If we consider the image of the city from a "psychological" point of view, we both perceive and understand that there is no image without an affective resonance. The strength of an image is linked to the extent of these reprecussions. There is no image in any case which might be a mere representation. The image is always emotion, whether it impels us toward or away from an object, whether it terrorizes or charms. There is always some fascination in an image: Idol or Imago. Psychoanalysis has recognized this in its very theory of the Imago.
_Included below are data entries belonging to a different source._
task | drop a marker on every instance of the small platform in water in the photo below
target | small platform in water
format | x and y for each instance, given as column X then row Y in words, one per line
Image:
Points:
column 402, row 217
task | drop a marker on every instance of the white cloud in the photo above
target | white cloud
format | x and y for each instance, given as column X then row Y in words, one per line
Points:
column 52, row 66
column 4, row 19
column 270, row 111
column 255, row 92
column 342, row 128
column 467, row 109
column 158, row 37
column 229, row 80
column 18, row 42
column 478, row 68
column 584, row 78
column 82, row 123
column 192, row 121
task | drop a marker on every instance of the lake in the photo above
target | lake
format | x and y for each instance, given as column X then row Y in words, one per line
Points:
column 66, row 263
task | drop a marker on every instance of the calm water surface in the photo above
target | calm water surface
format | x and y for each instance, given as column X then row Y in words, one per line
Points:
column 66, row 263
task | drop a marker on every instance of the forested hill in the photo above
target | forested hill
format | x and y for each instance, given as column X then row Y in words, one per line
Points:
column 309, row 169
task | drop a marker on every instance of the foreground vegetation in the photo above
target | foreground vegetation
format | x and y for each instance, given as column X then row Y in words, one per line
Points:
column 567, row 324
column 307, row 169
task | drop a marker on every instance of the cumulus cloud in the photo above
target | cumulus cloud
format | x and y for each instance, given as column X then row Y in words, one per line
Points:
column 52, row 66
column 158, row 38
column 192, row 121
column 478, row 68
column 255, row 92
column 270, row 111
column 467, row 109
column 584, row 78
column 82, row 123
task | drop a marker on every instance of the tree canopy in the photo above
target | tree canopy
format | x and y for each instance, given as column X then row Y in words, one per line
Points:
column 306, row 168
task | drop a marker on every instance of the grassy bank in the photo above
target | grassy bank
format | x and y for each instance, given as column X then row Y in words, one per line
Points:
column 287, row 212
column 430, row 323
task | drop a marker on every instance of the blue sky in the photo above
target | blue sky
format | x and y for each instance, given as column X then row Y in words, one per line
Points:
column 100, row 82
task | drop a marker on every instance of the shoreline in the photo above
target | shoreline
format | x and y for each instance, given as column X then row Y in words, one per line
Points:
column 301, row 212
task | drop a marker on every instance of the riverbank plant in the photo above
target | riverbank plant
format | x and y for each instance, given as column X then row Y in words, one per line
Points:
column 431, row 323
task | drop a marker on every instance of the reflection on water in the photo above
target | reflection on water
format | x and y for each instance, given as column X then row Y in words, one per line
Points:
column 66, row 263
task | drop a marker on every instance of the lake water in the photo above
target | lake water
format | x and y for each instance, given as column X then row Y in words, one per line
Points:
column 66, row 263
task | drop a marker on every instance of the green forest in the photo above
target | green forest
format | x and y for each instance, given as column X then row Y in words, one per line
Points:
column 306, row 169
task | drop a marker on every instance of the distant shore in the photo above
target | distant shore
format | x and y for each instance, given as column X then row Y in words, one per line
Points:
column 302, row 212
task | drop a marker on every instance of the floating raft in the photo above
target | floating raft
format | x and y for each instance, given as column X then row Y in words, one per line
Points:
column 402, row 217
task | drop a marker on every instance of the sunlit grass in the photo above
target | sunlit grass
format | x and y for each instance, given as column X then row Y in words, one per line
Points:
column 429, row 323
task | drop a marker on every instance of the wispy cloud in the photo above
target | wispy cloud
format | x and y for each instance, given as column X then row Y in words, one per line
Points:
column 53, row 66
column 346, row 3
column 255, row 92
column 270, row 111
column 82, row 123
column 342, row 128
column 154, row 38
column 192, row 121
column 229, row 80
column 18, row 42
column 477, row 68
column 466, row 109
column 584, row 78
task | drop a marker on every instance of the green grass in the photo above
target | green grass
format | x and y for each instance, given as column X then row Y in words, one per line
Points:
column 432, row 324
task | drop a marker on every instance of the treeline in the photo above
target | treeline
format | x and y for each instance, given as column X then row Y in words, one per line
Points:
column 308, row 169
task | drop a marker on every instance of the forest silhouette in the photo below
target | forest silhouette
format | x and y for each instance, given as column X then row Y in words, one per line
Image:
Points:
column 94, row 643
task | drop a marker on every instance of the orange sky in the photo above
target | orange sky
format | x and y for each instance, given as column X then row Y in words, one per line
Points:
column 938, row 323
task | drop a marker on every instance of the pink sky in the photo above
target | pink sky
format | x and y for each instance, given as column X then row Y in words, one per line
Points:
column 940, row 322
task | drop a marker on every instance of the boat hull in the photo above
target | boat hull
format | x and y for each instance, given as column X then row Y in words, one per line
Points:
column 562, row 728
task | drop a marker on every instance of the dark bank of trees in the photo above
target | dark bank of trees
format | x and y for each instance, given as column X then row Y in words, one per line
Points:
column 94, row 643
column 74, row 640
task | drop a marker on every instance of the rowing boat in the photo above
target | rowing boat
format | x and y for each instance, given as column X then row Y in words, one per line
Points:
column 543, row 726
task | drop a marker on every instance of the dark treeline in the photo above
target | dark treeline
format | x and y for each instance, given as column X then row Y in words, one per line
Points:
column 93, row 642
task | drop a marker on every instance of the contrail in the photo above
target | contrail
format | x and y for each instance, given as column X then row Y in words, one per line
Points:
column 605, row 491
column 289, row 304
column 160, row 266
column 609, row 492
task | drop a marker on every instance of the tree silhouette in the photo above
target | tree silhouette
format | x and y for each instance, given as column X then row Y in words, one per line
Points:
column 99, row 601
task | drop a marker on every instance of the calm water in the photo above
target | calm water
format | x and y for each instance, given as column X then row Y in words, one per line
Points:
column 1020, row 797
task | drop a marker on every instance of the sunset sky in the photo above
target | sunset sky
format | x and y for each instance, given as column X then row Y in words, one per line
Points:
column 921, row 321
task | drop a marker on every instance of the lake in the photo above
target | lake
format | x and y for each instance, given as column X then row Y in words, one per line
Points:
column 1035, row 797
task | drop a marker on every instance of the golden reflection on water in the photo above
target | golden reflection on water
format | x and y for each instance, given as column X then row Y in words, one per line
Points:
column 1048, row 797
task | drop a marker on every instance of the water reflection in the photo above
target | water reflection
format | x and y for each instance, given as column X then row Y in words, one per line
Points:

For "figures," in fact, do not belong to the order of objectivity and concepts, even when they are set in the field of "science" and "technique": the functional image of the city is an image only from the moment when it becomes the locus of a certain "investment" by the ego. (Ledrut 1986b[1973]: 222-223)
This is the "autocommunication" aspect of reading the pseudo-text of the city (that was missing from one of the expositions above).
The image of the city is, like the image of the body, a schema necessary for anchoring ourselves in the world. Perturbations of the body image are inseparable from perturbations of behavior. Legitimately, we can suppose that it is the same with our image of the environment and thus with our image of the city. Yet it is obvious that the notion of environment introduces a restrictive element in the image of the city, that spatial behavior does not exhaust the repertoire of spatial practices, and that adaptation is not all there is to apprehension. (Ledrut 1986b[1973]: 225)
One can imagine going back in time and having a hard time recognizing the urban landmarks that guide our movements in the present, for example.
The study of factors and groupings had already allowed us to apprehend some of these relations. They are of very great importance, in so far as they reveal that there is not only distinction, but opposition, between the eudaemonic register and the functional register. We are dealing not simply with two levels of discourse but also with two systems in partial opposition. (Ledrut 1986b[1973]: 233)
This study seems like a great model for elucidating speech registers. I wonder if something like it could be applied to a cultural study of nonverbal communication.